My grandparents, Monica and Gus O'Brien, walked the mile to church or hitched the horse and cart to go to Petty Harbour for Mass before they ever had a car. While attendance at Mass was important, I think the part of the faith that entered everyday life was the Rosary. Every evening after supper, when everything was cleared away, Nan, Granda, Uncle France and I knelt in the kitchen. Granda or Nan would start and each of us in turn would lead a decade of the Rosary. Periodically Granda, a tall, big man, would break wind while he leaned over the chair. Uncle France and I did our best not to laugh, but depending on the sound or sometimes chorus out of Granda, it was hard not to laugh. Nan laughed too, but silently. Any time I looked over at her, she'd have her head down, shaking. The thing was, the Rosary went on, regardless. It was common for people to drop-by in those days and anyone who came by during Rosary time just picked a spot and knelt with the rest of us to pray.

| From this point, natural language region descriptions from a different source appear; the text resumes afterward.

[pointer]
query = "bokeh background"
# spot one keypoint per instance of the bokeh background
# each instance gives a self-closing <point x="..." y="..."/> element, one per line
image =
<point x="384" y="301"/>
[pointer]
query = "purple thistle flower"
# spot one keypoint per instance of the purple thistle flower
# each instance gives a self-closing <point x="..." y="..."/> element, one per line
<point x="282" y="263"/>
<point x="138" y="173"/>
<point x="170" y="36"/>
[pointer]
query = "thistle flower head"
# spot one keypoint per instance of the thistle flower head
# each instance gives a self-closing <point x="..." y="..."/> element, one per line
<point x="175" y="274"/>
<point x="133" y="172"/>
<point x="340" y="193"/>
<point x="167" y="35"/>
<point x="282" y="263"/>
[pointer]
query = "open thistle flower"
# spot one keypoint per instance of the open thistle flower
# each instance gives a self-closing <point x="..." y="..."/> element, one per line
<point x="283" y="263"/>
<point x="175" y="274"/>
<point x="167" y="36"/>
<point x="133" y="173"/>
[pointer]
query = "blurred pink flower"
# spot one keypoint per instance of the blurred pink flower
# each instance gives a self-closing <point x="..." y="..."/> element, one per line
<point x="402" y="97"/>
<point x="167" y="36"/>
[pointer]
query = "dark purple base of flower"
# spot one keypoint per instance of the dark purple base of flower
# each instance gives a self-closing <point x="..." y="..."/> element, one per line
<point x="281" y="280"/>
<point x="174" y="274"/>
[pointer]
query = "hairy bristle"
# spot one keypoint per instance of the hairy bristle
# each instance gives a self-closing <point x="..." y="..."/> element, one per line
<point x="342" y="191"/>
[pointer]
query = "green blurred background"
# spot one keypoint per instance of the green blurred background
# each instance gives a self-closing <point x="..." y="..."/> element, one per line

I remember when I first started to say the Rosary with my grandparents, I couldn't figure out what they were saying. I knew the Hail Mary of course, but in the repetition of the prayer and the speed with which it was said, I couldn't figure out what was being said. Was this some new version I didn't know? The first two words, Hail Mary, were always loudly spoken; then the rest of the verse rapidly trailed off until . . .Holy Mary (loudly) and the same thing happened. There were always intentions with the praying too. Many a soul was ushered into heaven (we hoped), or the sick remembered, and always there were prayers for the family. When the Rosary was done, I could go out to play. Usually I went down to the Martin family; they'd be at the Rosary too and I'd join in with them. If I was lucky, they'd almost be finished. At least that's what I thought then.
Years later, as my father, Samuel Pretty, lay dying, one of the last things we heard him say was the 'Holy Mary, mother of God, pray for us sinners, now and at the hour of our death,' part of the Rosary. He was saying it spontaneously when he could barely speak. Years of praying came down to that one simple prayer in the end. I think he was comforted by it.